Structure of LN01 in Complex with gp41 MPER-TM2 Reveals a Continuous Helix of MPER and TM

(A) Structure of the LN01-MPER-TM2 complex with the TM in the straight conformation. Color coding is the same as in Figure 5. Gp41 MPER residues 650 to 670 are disordered in the LN01-MPER-TM2 structure.

(B) Structure of the LN01-MPER-TM2 complex with the TM in the bent conformation.

(C) Orientation of the LN01-MPER-TM2 complex in the lipid bilayer based on the MD simulation result (lipids are represented in sticks).

(D) LN01-MPER-TM2 complex with modeled phosphatidylcholine and 06:0 PS (based on the LN01-MPER-TM1 structure) demonstrates that both lipids are well positioned to be part of the bilayer. Phosphatidylcholine and 06:0 PS are shown in spheres.

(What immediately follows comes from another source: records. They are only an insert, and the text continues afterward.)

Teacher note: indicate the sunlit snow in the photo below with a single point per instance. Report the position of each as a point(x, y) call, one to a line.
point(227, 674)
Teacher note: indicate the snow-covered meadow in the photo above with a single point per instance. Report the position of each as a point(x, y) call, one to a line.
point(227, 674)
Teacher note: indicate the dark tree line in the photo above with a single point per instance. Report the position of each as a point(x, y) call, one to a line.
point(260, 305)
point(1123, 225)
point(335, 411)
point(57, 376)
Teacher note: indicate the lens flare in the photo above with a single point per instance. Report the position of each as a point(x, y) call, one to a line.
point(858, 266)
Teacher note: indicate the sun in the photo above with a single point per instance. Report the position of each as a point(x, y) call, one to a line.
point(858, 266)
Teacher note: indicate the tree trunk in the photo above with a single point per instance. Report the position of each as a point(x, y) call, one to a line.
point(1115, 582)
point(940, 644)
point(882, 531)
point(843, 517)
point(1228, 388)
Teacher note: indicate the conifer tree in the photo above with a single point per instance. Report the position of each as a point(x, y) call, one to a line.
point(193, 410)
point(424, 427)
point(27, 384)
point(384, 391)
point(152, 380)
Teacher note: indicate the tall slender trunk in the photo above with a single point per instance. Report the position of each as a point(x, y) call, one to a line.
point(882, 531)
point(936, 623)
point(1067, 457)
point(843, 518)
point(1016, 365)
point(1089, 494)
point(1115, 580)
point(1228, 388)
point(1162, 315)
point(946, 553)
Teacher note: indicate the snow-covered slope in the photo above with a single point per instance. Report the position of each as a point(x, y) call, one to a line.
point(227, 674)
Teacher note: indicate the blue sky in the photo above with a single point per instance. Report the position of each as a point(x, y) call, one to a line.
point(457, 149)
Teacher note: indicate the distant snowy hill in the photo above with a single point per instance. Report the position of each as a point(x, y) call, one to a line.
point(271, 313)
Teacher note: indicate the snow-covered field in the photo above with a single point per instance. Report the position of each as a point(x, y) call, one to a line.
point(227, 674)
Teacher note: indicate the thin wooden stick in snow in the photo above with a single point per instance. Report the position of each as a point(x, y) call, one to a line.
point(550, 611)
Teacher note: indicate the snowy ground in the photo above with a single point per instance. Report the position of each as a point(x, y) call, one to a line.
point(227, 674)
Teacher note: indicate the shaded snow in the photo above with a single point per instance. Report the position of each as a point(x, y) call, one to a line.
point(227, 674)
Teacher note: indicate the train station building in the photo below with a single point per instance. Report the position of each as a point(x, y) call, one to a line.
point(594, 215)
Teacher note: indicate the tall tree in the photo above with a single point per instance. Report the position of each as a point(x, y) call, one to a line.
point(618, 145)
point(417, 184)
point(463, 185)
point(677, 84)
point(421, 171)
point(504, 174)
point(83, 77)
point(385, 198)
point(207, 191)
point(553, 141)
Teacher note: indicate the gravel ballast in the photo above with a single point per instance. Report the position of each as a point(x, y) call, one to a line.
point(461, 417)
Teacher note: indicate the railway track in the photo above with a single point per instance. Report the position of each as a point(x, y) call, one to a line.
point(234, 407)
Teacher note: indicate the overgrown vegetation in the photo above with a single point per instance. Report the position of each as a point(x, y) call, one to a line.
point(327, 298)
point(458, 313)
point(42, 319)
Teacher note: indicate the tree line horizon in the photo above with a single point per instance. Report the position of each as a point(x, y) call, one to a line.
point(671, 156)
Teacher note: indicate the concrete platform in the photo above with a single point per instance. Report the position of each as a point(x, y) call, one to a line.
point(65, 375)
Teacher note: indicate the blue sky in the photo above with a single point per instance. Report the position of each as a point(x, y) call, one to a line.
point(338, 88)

(E) The angle of approach of MPER bnAbs. The upper panel shows the bnAbs LN01 (yellow), 10E8 (orange), 4E10 (blue), and DH511.1 (red), represented with a sphere at the center of the variable domain for each antibody.

The middle panel shows their orientations upon recognition of the linear helical epitope as determined by Cα superposition of the MPER peptide of the four complexes (two side views and one top view looking down the helical axis of MPER).

The lower panel shows the representation of the angle of approach of the different bnAbs on the MPER-TM domain inserted in the lipid bilayer (lipids and basic residues are shown as sticks). The trajectory between the center of each antibody and gp41 T676 is depicted by a straight line.